In the second phase, all articles in the source language and its target language(s) are aligned using their wikidata id. Then for each wikidata item, every possible combination (pair) of headings in the source language and headings in the target language is generated. Next, using the data retrieved during the previous phase, the rest of the features are calculated for each pair.

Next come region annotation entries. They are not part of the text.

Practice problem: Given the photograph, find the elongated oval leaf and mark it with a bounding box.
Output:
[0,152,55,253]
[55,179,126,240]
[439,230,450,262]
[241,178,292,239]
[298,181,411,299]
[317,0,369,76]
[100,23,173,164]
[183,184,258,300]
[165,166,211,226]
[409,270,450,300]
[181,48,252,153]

Doing this in two phases helps decouple features that are target language dependent from those that are not. This means that the latter do not have to be re-calculated every time we calculate the former for a new target language and results in significant speed up across the board.
Models
[edit]Natural Language Processing
[edit]In order to calculate title similarity, section titles need to be encoded into vectors first. Since similarity between two vectors is determined using cosine similarity, similar sections should produce similar vector representations despite belonging to different languages. To generate these representations, a cross-lingual sentence embedding model, LaBSE is used. LaBSE maps languages to a 768 dimensional shared vector space, eliminating the need to align embeddings before they can be compared.
Machine Learning
[edit]To generate a single similarity score for each section pair based on its features, a gradient boosting classifier is used. This classifier generates a score between 0 and 1 which is the probability of the pair target being an accurate translation of the source. The targets for each source are then ranked according to this probability.
Training data
[edit]The training data is generated by combining the ground truth with the extracted features. The ground truth consists of crowdsourced section translations in 6 languages: Arabic, English, French, Japanese, Spanish and Russian. These section pairs are joined with the data generated by the feature extraction pipeline on source, target, source language and, target language. This yields a dataset with both positive and negative examples unlike the ground truth which contains just positive ones. The resulting dataset, however, is imbalanced with a disproportionately high number of negative examples and any machine learning task involving it will have to address that.
Testing data
[edit]Test data is generated by joining the section translations done using the Content Translation tool (CXT) with the extracted features on source, target, source language and, target language. The translations from the CXT are labelled 'True' and the rest of the pairs 'False'. The precision on this dataset is measured by counting the number of sources for which the CXT translation was among the top n targets.
Limitations
[edit]LaBSE, the embedding model used to generate vector representations for section titles, currently supports 109 languages[1]. This means that sections from unsupported languages might not be correctly encoded.
Output description
[edit]The generated section alignments for each language are available for download in the form of sqlite databases.
Output schema
[edit]col_name | data_type | comment |
---|---|---|
source | text | source section title |
target | text | target section title |
source_language | text | wikipedia where the source section comes from |
target_language | text | wikipedia where the target section comes from |
probability | real | probability of the target being the source's translation |
rank | integer | target's rank according to probability |
Performance
[edit]The following results include the top 100 language pairs by number of section pairs tested. The precision here denotes the probability that, of all the aligned target sections for a source section in the test data, the CXT translation was among the top 5. Please note that any source sections occurring more than once per (source language, target language) in the CXT dataset were counted as one pair and tested by checking if any of the corresponding targets ended up among the top 5.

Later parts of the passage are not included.